Paolo is tired, but he uses the little breath he has left in his body to scream, waking up the daisies as he runs past.
Chicca has stopped under a huge olive tree, exhausted. Her right hand presses against the bark, her left against her heart, trying to calm its mad beating. Her thighs, calves and feet tremble like young leaves in the northern wind.
She sinks to the ground, giving in to its embrace, then closes her eyes and cries.
They’ll be waiting for me at home, she hopes.
They will come and look for me, she prays.
Then a hand grabs her hair and for Chicca there are no more colors, lights, shapes.
No more seasons, Christmases or Friday night dinners.
There is only a man raping a small woman.
Breath possessing other breath.
Chicca scratches, bites, cries. Dirtied with soil and blood, her hands trace abstract shapes on the sweaty body of that nameless man. She has stopped screaming because he told her that if she does it again he will be forced to kill her. And Chicca doesn’t want to die. All she wants is to go home.
Her eyes are wider and darker than ever. They are reflected in his. She is trapped inside him. There is no escape.
The man’s weight presses her lungs apart, rips out her soul.
He is too big, too strong. His rough, calloused hands squeeze around her tiny neck. Chicca looks at him. She stares at the deep lines on his forehead, around his eyes. His sparse hair, grey with age. His clenched teeth. Prickly beard.
A scream.
Chicca has nothing now, not even herself. Just a few blades of grass in her hands and the moonlight on her pale face. A button has fallen off her lilac shirt. Who knows if anyone will notice? Who knows if anyone will bother to sew it back on?

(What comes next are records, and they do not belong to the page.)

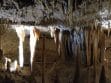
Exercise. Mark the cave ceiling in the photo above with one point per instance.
(49, 11)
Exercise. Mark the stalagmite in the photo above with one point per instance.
(21, 34)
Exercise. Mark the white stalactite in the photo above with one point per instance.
(21, 34)
(33, 40)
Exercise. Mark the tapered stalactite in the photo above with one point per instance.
(102, 76)
(34, 36)
(21, 36)
(21, 53)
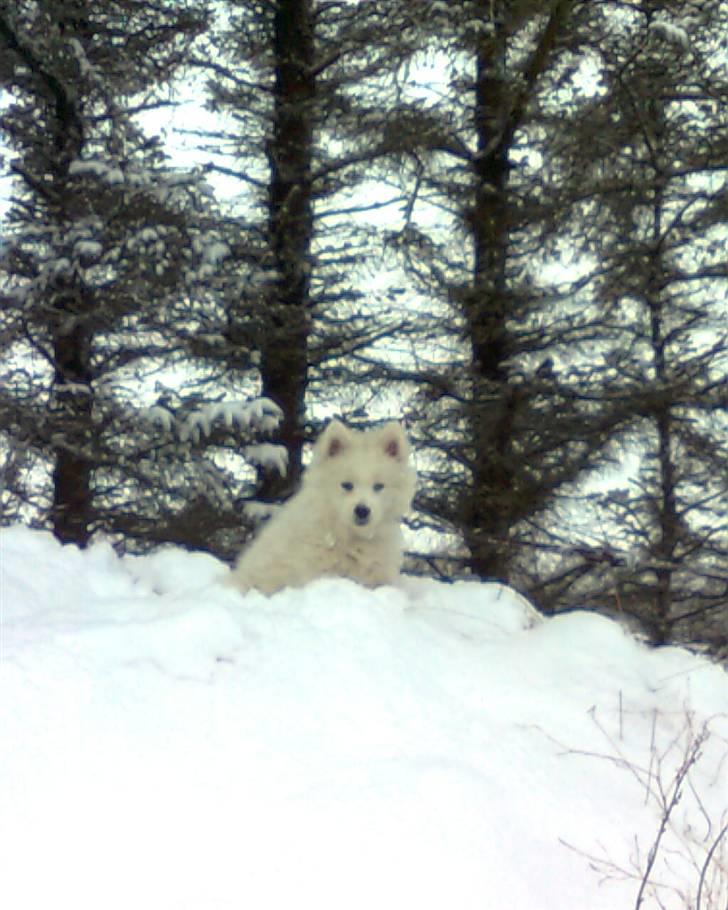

The elastic band from her ponytail must have come off at some point. Everything she was wearing is now strewn willy-nilly over the field, disturbing the quite order of nature.
Chicca lies quite still, her neck bruised. Her eyes – dulled – stare at nothing in the starry sky, though a final, indiscernible sound remains trapped between her lips.
Paolo receives a phone call.
From his parents.
Crying. No: screaming. Screaming something about God, about Chicca. There’s a field. A monster. More about God, and Chicca.
That’s when he starts to run.
Arms stiff. Fists clenched.
Just outside town, through the white carpet of daisies, runs a small patch of ground where nothing grows anymore.
In the dirt nearby glints a tiny button.